Rep. Bill Cassidy, R-La., is pushing the measure.

Rep. Bill Cassidy, R-La., is pushing the measure. Flickr user House GOP

Ban on Executive Oil Portraits Extended in Spending Bill

Rep. Cassidy, a senator-elect, wins another temporary cost-saving prohibition.

Any agency head who had thoughts of commissioning a portrait artist would be thwarted under a provision of the massive “CRomnibus” spending bill on the verge of passage in Congress.

As he did last January, Rep. Bill Cassidy, R-La., who was elected to the Senate in a runoff last Saturday, successfully inserted a provision that “prohibits funds for the painting of a portrait of an employee of the federal government including the president, the vice president, a Member of Congress, the head of an executive branch agency, or the head of an office of the legislative branch.”

That language now in Section 736 of the Financial Services and General Government Appropriations bill, however, would expire with the fiscal 2015 appropriations package next September, according to Cassidy’s staff.

 “Can you believe that taxpayers paid $40,000 for a commemorative portrait of [then-Environmental Protection Agency] Administrator Lisa Jackson and over $20,000 for a 3-by-4 portrait of Agriculture Secretary Tom Vilsack?” Cassidy asked in April 2013 when he introduced a bill for a permanent ban, titled the Eliminating Government-Funded Oil-Painting (EGO) Act. “At a time of trillion-dollar deficits, these portraits are a ridiculous and unnecessary luxury. …As Americans tighten their budgets and cut excess, their government should do the same. Lisa Jackson can borrow my camera for free.”

The new extension of the ban emerged the same week that Rep. Darrell Issa, R-Calif., who is ending his four-year tenure as chairman of the House Oversight and Government Reform Committee, saw his own portrait unveiled at a Tuesday hearing. Committee spokesman Frederick Hill noted that “House committee chair portraits aren't paid for with taxpayer funds.”

House leaders must raise money for oil portraits privately, while the Senate has long allocated funds for paintings of prominent senators.

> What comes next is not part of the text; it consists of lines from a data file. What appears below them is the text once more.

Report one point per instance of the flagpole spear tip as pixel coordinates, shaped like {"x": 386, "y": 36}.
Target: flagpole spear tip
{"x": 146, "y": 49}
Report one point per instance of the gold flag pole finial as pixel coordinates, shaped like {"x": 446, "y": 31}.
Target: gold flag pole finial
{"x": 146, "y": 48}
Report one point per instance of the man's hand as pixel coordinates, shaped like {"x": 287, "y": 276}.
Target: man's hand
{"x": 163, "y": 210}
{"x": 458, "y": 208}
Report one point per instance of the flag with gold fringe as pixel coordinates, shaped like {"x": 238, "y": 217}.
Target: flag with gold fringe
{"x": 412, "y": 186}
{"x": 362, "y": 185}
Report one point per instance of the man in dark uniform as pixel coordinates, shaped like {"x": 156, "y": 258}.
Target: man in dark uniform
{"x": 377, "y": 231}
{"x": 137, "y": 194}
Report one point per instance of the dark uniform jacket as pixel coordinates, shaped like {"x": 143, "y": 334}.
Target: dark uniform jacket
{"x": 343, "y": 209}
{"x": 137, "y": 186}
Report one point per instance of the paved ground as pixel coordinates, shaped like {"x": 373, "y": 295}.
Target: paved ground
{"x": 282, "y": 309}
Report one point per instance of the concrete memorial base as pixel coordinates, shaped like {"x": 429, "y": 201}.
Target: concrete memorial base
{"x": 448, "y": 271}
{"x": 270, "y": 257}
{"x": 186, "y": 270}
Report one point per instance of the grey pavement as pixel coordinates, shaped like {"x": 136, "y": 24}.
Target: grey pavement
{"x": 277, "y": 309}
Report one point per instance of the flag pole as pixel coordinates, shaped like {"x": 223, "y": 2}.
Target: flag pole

A Senate bill sponsored by Sens. Jeanne Shaheen, D-N.H., and Tom Coburn, R-Okla.,  cleared the Homeland Security and Governmental Affairs Committee in July but was never brought to a floor vote. The Responsible Use of Taxpayer Dollars for Portraits Act would have capped spending on portraits at $20,000 and funded them only for officials in line for succession to the presidency.

A Shaheen staff member said if the next Congress decides to fund such portraits, the senator hopes to renew her bill to limit the paintings commissioned and lower costs.

Spending on portraits of Cabinet secretaries has been mocked on network news as an example of wasteful vanity spending. The Congressional Budget Office, however, has scored the potential savings from a ban as minuscule.